Growcom chief executive officer Stephen Barnard said through the Gap Year campaign, the organisation is investing in young Australians, providing them with a better preview of the industry.

"We are also continuing investment in safe and ethical employers, to ensure workers have the best possible experience in the industry," Mr Barnard said.

"This is an opportunity to establish horticulture as not only a gap year option, but a rewarding career path."

Employers wanting to take on school leavers will need to demonstrate their commitment to fair employment practices through Fair Farms Certification or demonstrated commitment to good work practices.


As part of the collaboration, participating school leavers will be provided with pre-induction training through FarmReady Hub and assistance to find employment.

Year13 is dedicated to empowering young people to follow their passions, also working with government, employers, and educators to bridge the gap in youth employment.

The organisation has quickly established credibility with the 15 to 25-year-old demographic by producing engaging content that discusses the employment, education, and travel-related opportunities available to young Australians.

Year13 co-Founder and co-CEO Saxon Phipps said he and the Year13 team were excited about the opportunity this campaign provides as it mirrors the ethos of Year13.

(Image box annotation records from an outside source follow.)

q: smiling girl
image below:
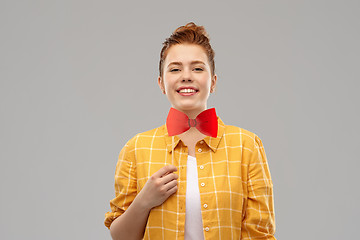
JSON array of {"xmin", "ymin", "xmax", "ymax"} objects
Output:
[{"xmin": 105, "ymin": 23, "xmax": 275, "ymax": 240}]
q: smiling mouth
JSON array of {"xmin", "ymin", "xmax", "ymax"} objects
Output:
[{"xmin": 177, "ymin": 88, "xmax": 199, "ymax": 93}]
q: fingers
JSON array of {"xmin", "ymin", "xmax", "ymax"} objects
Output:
[
  {"xmin": 153, "ymin": 165, "xmax": 177, "ymax": 178},
  {"xmin": 161, "ymin": 173, "xmax": 179, "ymax": 184},
  {"xmin": 164, "ymin": 180, "xmax": 177, "ymax": 192}
]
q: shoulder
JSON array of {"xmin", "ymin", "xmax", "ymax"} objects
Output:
[
  {"xmin": 125, "ymin": 125, "xmax": 165, "ymax": 149},
  {"xmin": 224, "ymin": 125, "xmax": 262, "ymax": 149}
]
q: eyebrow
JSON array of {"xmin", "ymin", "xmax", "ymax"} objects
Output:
[{"xmin": 168, "ymin": 60, "xmax": 205, "ymax": 67}]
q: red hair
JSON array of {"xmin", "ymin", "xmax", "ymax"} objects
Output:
[{"xmin": 159, "ymin": 22, "xmax": 215, "ymax": 77}]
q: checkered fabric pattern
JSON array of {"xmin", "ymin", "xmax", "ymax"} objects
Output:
[{"xmin": 105, "ymin": 118, "xmax": 275, "ymax": 240}]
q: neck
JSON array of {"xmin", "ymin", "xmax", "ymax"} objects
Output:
[{"xmin": 178, "ymin": 107, "xmax": 207, "ymax": 119}]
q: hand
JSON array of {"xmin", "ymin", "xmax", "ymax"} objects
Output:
[{"xmin": 138, "ymin": 165, "xmax": 178, "ymax": 209}]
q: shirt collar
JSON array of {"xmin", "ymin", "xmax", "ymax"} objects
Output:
[{"xmin": 163, "ymin": 117, "xmax": 225, "ymax": 152}]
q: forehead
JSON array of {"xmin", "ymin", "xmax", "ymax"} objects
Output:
[{"xmin": 165, "ymin": 44, "xmax": 208, "ymax": 65}]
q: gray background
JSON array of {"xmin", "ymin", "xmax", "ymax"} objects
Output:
[{"xmin": 0, "ymin": 0, "xmax": 360, "ymax": 240}]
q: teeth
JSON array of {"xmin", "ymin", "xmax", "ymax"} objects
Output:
[{"xmin": 179, "ymin": 88, "xmax": 196, "ymax": 93}]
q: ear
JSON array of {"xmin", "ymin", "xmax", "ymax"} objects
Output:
[
  {"xmin": 210, "ymin": 74, "xmax": 217, "ymax": 93},
  {"xmin": 158, "ymin": 76, "xmax": 166, "ymax": 94}
]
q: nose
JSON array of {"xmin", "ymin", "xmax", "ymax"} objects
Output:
[{"xmin": 181, "ymin": 69, "xmax": 192, "ymax": 82}]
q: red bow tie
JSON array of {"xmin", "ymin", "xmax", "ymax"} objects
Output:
[{"xmin": 166, "ymin": 108, "xmax": 218, "ymax": 137}]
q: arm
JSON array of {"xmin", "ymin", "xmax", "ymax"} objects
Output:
[
  {"xmin": 110, "ymin": 161, "xmax": 178, "ymax": 240},
  {"xmin": 241, "ymin": 135, "xmax": 275, "ymax": 240}
]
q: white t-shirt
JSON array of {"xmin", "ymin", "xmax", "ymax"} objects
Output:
[{"xmin": 185, "ymin": 155, "xmax": 204, "ymax": 240}]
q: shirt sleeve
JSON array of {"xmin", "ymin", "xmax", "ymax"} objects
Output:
[
  {"xmin": 104, "ymin": 137, "xmax": 137, "ymax": 228},
  {"xmin": 241, "ymin": 135, "xmax": 275, "ymax": 240}
]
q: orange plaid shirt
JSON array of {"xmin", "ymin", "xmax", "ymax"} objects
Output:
[{"xmin": 105, "ymin": 118, "xmax": 275, "ymax": 240}]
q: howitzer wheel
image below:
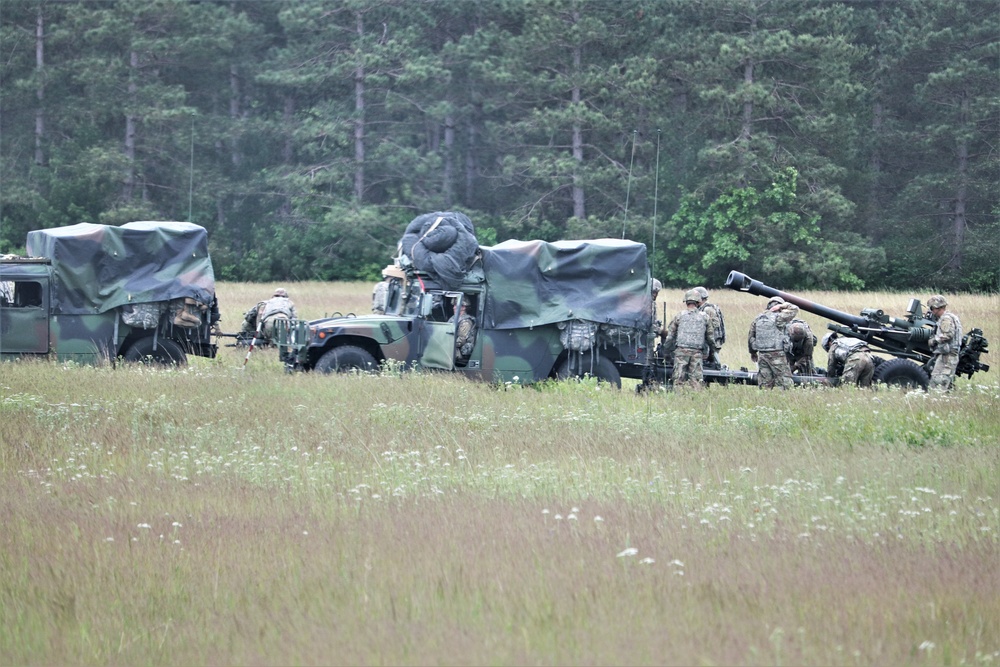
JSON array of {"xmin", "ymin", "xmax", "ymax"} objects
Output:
[
  {"xmin": 125, "ymin": 336, "xmax": 187, "ymax": 366},
  {"xmin": 556, "ymin": 354, "xmax": 622, "ymax": 389},
  {"xmin": 316, "ymin": 345, "xmax": 378, "ymax": 373},
  {"xmin": 872, "ymin": 359, "xmax": 930, "ymax": 391}
]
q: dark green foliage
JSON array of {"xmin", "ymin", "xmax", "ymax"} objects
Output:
[{"xmin": 0, "ymin": 0, "xmax": 1000, "ymax": 289}]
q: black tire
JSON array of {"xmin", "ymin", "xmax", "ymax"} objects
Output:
[
  {"xmin": 316, "ymin": 345, "xmax": 378, "ymax": 373},
  {"xmin": 556, "ymin": 353, "xmax": 622, "ymax": 389},
  {"xmin": 124, "ymin": 336, "xmax": 187, "ymax": 366},
  {"xmin": 872, "ymin": 359, "xmax": 931, "ymax": 391}
]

"Ten years ago, when we wrote the first business plan for Year13, we envisioned helping young Australians make more informed and considered decisions about their futures while closing the gap between unemployed youth and industries with skill and job shortages," Mr Phipps said.

"There needs to be more focus on providing opportunities across regional and rural Australia and our partnership with Growcom does exactly that.

"We want to promote horticulture as a fulfilling career while giving young Australians more options of meaningful career pathways."